Cihanşumullük, bir diğer ifadesi ile "Evrensellik, bir dinin, bir siyasi doktrinin, hukukî veya iktisadî bir sistemin yada bir felsefî öğretinin, insanlığın beklentilerine çağlar üstü boyutta cevap verebilmesidir. Bir dinin evrenselliği hukuk ve ahlâk ilkelerinin, topyekün dünya görüşünün, insanın fizyolojik ve psikolojik yapısına tam anlamıyla uygun olması gerekir." (8)

Kur'ân-ı Kerimin dünyayı ilk şereflendirişinden bugüne geçen on dört asır, insanların doğru bildiği birçok şeyi yanlış, yanlış bildiği birçok şeyi de doğruya çevirmiş, düşünceleri altüst etmiş, nice devleri ve devletleri yutmuş; gelenekleri, görenekleri, elbiseleri, ahlâkları, bilgileri değiştirmiş. Özellikle son yarım asırdaki başdöndürücü ilmi keşif ve gelişmeler, önceki dinlerin felsefelerin ve düşünce sistemlerinin birçok yanlışını ortaya koymuş. Bu ondört asır aynı zamanda Kur'ân'ın, ilk günkü gibi dimdik ayakta durmakta olduğunu da göstermiştir. Çünkü son asırda hızla gelişen modern ilim, mesela Tevrat ve İncil'in tahrifatını ortaya koyarken, Kur'ân'ın gerçeklerini pekiştirmiş, hâlâ yeni ve taze olduğunu ispat etmiştir.

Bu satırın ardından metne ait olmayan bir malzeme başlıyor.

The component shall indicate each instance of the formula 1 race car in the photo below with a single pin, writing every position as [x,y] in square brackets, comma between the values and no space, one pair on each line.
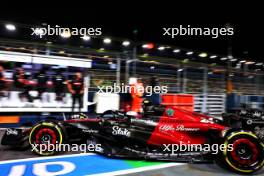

Bunun en güzel anlatımlarından birini, Hıristiyan iken araştırmaları neticesi Müslüman olan Maurıce Bucaille'de görüyoruz. O diyor ki: "Kur'ân'ın çok bariz özelliği olan bu bilimsel tarafları, başlangıçta beni derin hayrete düşürdü. Zîra on üç asırdan fazla bir zaman önce kaleme alınan bir metinde, çağdaş bilimsel verilere tamamen uygun olarak, son derece çeşitli konulara ilişkin bilgilerin keşfedilebileceğine, o zaman kadar hiç inanmamıştım. İşe başlarken, İslâm'a hiç inanmıyordum. Her türlü peşin hükümden uzak olarak,tam bir tarafsızlıkla metinleri incelemeye giriştim. Beni etkileyen bir fikir var idiyse, o da gençliğimde almış olduğum eğitim idi. Bu eğitim, Müslümanlardan değil, Muhammedîlerden bahsederdi (yani Hıristiyan bir eğitim idi ve buna göre islâm Allah'ın dini değil, hâşâ Hz. Muhammed'in uydurduğu bir şey idi). (9)

"Kur'ân metninin çağdaş bilimin verileriyle uygunluk derecesini araştırırken, önce Kur'ân vahyinin üzerine eğildim... Arapça metnini çok dikkatli bir biçimde incelemek suretiyle, Kur'ân'ın modern dönemde ilmî bakımdan tenkid edilebilecek hiç bir taraf ihtiva etmediğini kesin olarak kabule mecbur kaldım. Aynı tarafsızlıkla, yine aynı incelemeyi Eski Ahit (Tevrat) ile İnciller üzerinde de yaptım. Eski Ahid'i incelemede, onun birinci kısmı olan "Tekvin" babından ileri geçmeye lüzum kalmadı. Zira çağımız biliminin sağlam bir şekilde ortaya koyduğu bilimsel sonuçlarla bağdaştırılması mümkün olmayan hususlar bu kısımda yeterince bulunmaktaydı..." (10)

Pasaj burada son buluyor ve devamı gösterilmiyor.